Back pain can be one of life’s most debilitating and painful experiences, preventing you from working or just accomplishing basic tasks around the house. A lot of the back issues center around the discs, which are gel-like material made up of collagen and fluid that are situated between each of the vertebrae in the spine. They act as a kind of shock absorber and give our spines the flexibility that they have. However, discs can degenerate or lose fluid over time, which can cause decreased flexibility, pain or additional disc issues. In addition to age, discs can also be injured from strenuous physical activity, unexpected force or even everyday activities.
What is a Bulging Disc?
A bulging disc is one of the most common causes of back pain, and this is caused by the fluid in the disc being pushed further to one side and bulging out slightly beyond the spine. Because there are a ton of nerve endings in the outer area of a disc, this can be extremely painful.
Is a Bulging Disc Permanent?
Thankfully, there are steps that can be taken to help alleviate a bulging disc. Movement and exercise, while they might seem counterintuitive, are extremely beneficial in the healing process because movement encourages blood flow to the area which helps with healing. Bulging disc physical therapy is also highly recommended and effective. While occasionally surgery is an option to remove the bulge, recent studies have shown that this causes a whole host of other issues with the scar tissue and can even worsen the back pain long term. The main goal should be to heal the disc, not just cut it out, which is why physical therapy can be a much better option.

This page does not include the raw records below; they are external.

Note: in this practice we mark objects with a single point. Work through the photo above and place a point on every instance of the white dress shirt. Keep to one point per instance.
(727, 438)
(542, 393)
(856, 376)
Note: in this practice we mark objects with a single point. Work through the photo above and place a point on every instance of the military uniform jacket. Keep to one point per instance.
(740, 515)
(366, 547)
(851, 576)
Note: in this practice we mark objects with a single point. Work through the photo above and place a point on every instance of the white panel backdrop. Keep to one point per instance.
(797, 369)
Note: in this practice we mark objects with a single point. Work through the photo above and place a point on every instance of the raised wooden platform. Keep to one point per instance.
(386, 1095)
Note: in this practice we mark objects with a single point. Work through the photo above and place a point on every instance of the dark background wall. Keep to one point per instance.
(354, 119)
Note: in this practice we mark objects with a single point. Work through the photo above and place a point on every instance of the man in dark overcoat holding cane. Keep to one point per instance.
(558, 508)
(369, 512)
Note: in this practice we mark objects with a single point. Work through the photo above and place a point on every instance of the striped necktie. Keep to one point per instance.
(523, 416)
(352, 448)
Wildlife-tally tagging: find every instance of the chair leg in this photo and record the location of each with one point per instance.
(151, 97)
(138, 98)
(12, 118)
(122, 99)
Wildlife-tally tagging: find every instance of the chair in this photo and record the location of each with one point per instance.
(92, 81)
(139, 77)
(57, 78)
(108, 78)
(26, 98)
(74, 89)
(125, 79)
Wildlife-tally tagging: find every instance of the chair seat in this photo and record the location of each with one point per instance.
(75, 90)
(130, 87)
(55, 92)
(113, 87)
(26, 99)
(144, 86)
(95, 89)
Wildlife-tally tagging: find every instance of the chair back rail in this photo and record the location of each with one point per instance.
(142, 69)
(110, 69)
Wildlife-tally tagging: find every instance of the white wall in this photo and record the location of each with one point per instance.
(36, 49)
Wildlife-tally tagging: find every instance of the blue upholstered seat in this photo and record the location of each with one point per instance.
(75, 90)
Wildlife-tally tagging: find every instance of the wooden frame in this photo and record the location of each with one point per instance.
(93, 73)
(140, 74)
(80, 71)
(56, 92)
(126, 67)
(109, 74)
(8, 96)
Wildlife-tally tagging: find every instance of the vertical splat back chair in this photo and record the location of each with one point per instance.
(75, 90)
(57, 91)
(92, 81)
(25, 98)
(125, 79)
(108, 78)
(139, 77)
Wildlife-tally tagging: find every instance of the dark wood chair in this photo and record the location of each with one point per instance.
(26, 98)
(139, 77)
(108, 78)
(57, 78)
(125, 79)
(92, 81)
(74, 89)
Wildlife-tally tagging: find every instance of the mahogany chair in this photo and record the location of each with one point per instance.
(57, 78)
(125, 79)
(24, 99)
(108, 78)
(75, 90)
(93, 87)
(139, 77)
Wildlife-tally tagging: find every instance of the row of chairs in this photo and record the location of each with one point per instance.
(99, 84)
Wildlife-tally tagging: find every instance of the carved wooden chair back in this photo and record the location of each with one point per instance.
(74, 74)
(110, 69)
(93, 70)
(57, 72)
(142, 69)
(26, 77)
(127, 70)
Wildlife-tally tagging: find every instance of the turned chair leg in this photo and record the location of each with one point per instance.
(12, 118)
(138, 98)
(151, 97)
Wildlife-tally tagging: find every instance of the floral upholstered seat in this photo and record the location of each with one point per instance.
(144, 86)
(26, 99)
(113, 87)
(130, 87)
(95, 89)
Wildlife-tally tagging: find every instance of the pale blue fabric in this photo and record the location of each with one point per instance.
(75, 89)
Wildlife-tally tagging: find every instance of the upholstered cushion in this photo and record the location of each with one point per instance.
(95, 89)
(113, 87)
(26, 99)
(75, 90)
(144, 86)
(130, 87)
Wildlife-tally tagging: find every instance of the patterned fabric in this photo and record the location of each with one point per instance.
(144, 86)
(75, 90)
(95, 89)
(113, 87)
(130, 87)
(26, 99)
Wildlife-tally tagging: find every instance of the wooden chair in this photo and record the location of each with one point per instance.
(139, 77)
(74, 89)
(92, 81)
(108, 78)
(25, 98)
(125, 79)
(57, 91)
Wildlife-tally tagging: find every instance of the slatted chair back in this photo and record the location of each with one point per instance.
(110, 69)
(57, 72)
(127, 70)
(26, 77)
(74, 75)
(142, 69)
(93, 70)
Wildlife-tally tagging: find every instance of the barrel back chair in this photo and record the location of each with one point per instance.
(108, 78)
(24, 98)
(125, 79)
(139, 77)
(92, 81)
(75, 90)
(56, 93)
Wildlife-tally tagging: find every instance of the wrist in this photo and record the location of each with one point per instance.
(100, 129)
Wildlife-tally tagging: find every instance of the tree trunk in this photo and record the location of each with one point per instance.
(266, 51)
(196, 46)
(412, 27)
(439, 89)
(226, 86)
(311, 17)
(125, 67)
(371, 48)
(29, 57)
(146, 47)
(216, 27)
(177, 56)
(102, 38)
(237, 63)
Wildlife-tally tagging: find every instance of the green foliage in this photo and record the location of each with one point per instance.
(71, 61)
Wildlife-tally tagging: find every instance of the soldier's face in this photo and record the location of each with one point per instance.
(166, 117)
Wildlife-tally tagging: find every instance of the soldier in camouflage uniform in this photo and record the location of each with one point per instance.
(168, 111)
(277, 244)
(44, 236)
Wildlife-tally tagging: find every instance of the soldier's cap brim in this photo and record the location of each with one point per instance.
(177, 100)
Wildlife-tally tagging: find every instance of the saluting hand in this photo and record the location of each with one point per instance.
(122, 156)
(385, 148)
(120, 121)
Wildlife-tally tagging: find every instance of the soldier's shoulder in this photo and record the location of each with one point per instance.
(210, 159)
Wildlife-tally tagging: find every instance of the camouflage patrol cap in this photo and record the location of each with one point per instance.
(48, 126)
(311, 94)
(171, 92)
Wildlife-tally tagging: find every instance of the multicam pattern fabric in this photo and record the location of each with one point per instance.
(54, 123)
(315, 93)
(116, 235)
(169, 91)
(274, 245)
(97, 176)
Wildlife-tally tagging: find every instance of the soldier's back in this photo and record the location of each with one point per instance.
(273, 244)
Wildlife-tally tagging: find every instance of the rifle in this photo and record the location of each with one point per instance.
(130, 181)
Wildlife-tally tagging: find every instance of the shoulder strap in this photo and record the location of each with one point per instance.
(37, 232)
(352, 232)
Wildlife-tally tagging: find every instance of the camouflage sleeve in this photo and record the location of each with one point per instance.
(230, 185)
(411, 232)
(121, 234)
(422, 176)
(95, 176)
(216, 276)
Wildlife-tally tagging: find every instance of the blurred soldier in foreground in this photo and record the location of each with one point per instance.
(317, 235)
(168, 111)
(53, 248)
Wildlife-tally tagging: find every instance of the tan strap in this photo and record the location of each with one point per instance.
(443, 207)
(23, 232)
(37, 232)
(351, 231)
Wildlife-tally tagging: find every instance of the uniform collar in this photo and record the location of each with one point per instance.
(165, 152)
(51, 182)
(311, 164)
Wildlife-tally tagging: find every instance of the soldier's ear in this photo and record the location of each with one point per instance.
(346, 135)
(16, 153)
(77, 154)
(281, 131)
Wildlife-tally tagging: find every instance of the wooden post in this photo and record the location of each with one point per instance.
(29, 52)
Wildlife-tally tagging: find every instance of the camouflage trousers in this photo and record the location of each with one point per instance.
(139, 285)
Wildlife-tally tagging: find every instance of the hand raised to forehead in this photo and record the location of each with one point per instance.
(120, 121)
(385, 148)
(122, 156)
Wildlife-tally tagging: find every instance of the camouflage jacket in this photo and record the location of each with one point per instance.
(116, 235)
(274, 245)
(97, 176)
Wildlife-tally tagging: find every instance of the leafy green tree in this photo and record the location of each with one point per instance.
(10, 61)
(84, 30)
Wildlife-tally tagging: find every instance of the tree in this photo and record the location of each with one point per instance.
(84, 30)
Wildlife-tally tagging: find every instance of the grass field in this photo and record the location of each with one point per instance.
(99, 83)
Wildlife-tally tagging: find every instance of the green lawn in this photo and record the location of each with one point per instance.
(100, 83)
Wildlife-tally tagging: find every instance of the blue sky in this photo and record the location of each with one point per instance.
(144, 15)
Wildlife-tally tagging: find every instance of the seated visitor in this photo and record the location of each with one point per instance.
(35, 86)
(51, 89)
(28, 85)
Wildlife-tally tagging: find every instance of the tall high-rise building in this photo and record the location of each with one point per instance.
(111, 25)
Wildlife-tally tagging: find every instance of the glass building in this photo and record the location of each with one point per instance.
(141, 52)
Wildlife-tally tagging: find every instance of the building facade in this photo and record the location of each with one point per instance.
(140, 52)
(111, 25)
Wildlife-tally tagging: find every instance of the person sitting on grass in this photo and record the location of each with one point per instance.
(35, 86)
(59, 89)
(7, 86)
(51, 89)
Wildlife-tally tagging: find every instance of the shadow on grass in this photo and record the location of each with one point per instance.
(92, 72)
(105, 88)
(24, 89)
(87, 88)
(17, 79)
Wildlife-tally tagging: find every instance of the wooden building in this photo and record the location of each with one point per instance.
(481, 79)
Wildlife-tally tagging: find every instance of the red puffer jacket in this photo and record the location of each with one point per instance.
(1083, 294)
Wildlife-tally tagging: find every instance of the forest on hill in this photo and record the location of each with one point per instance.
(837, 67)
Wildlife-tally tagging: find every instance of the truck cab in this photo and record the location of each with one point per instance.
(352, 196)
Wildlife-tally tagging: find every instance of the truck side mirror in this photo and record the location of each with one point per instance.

What Is Bulging Disc Physical Therapy?
Discs often heal very poorly. This can be because of doing the incorrect movements or not moving enough. Seeing a trained professional for your bulging disc physical therapy is so important to a successful recovery. They can examine the state of your bulging disc and implement a variety of different techniques to encourage healing without the risk of further healing.
Bulging disc physical therapy usually involves a combination of:
- Pain control techniques
- Therapeutic exercises
- Massage therapy
- Functional training practices
- Decompression therapy
The combination of these techniques helps to reduce inflammation, increase blood flow to the area and strengthen the back and abdominal muscles to encourage healing and prevent further injury.
Your physical therapist will generally walk you through a series of movements to determine which exercises will be most effective for you. This could involve joint immobilization, traction of joints or muscles, stretching of the muscles around the bulging disc to improve strength and flexibility. He or she will also tell you which activities to avoid that could exacerbate the problem.
How Long Will It Take to Recover with Bulging Disc Physical Therapy?
While recovery time will vary from patient to patient, based on individual health conditions and the severity of the injury, there is a general timeline of what you can expect for your recovery.
Often the first step in identifying a bulging disc is an MRI. X-rays can’t always accurately show what is going on with the discs in the spine. Some bulging in the discs is common and may cause very little or no pain. The main concern is if there is any injury to the disc or it is pinching a nerve and causing pain. This can cause not only back pain but residual pain or numbness down the same side leg.
Diagnosis can also be done by your physical therapists by getting additional information about where you are feeling pain, the acuteness of the pain and what the pain is inhibiting you from accomplishing in your daily life. They will then perform a series of tests on your body to determine what areas are experiencing tightness, restricted movement, stiffness, heightened sensation or difficulty walking.
After a diagnosis is reached, you can move on to the treatment phase, which generally involves a combination of manual therapy, electrical stimulation therapy and movement. This phase can take anywhere from two to eight weeks depending on the severity of the injury and the frequency of physical therapy.
During the first 24-48 hours after diagnosis, you may be advised to avoid movements that aggravate the pain, but to stay active with light movements such as walking or swimming. You can also utilize ice packs to the affected area to help with pain and swelling.
The first phase of treatment revolves around reducing pain. To do this, avoid or modify activities that could further the injury and start performing light movements to get the blood flowing to the area. Your physical therapist will work with you on improving posture, strength, motion and flexibility through targeted movements or exercises. These will probably be a mixture of passive movements, ones performed on you by your physical therapist, or active movements, which you do yourself. A key aspect of these exercises is core strengthening, which helps improve the overall strength of your muscles and creates a stronger foundation for recovery.
3. Home Recovery
Once your physical therapist has worked with you to reduce pain and begin the healing process, they will generally give you a series of exercises to continue at home to ensure the continued healing of the spine and prevent further injuries. They will work with you to make sure that you are doing the movements in the proper way to ensure there is no further injury to the spine. This phase can last anywhere from a few months to a few years. It is often recommended to incorporate these exercises into your daily life permanently to maintain the health of your spine.